Baker explains decision to pitch to Arias in 10th

Baker explains decision to pitch to Arias in 10th

Baker explains decision to pitch to Arias in 10th
CINCINNATI -- Reds manager Dusty Baker is all about playing the matchups. But with Game 3 of the National League Division Series in jeopardy Tuesday night, it was the move Baker didn't make that brought up questions Wednesday.

Giants runners advanced to second and third after a passed ball squeaked by Ryan Hanigan in the top of the 10th inning, leaving first base unoccupied. With two outs and Jonathan Broxton on the mound, Baker opted to pitch to the No. 8 hitter Joaquin Arias instead of walking him to get to the pitcher's spot and load the bases.

The move would have forced San Francisco to use its last position player -- Hector Sanchez -- and remove Sergio Romo from the game.

"In that situation, we knew that Arias was good against left-handers, and not that good of a hitter against right-handers," Baker said Wednesday. "Plus you had a chance to get Romo out of the game, but you had a dangerous pinch-hitter in Sanchez up next, he gets a hit or home run or whatever it is, Sanchez is a very good hitter. I don't want to put my pitcher in that situation."

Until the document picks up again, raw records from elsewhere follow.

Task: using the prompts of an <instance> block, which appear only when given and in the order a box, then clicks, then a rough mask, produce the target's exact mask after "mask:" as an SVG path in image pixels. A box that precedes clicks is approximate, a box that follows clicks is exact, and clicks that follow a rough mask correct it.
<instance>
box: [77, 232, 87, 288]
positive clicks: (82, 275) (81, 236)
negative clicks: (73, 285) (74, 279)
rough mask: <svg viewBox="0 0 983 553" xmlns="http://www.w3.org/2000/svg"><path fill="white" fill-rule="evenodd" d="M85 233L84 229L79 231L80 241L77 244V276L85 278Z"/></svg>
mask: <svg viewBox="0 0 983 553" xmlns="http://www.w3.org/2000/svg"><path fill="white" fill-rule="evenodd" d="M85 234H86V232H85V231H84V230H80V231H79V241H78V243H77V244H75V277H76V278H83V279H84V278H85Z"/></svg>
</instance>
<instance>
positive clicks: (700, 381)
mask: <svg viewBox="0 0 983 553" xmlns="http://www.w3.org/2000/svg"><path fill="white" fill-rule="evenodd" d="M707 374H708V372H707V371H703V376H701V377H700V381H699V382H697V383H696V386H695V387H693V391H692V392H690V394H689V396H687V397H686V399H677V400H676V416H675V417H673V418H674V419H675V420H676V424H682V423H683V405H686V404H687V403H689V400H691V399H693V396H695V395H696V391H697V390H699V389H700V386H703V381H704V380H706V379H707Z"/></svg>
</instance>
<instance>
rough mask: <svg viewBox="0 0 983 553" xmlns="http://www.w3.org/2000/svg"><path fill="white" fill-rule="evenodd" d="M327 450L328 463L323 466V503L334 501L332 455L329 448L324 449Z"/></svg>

Arias is hitting .270 on the year and .240 against right-handers, while Sanchez, a switch-hitter, is batting .280 with a .266 average against righties.

As the story goes, Arias bounced a grounder toward third baseman Scott Rolen, who fumbled the ball, committed an error and allowed the game-winning run to cross the plate in the Reds' 2-1 loss.

"In that situation, we had him out," Baker said. "It's not like he got a hit."

Romo has made two appearances against the Reds this postseason, pitching three perfect innings. Had Romo been removed, the Giants may have turned to Tim Lincecum, who was warming up in the bullpen the inning before.

"If Arias would have walked, I had to hit for him, so Timmy would have come in," Giants manager Bruce Bochy said. "I knew Romo could give us two, that's why he went the ninth. Normally in a tie game you try to save your closer, but I knew with him going two innings I was going to start the ninth with him and have him pitch the ninth and 10th, and it worked out -- and I had a safety valve in Timmy, who was our long guy, and if that game is tied, then he comes in the game."

Lincecum came on in relief for just the second time in his career in the Reds' 9-0 win in Game 2, allowing one hit and striking out two in two innings.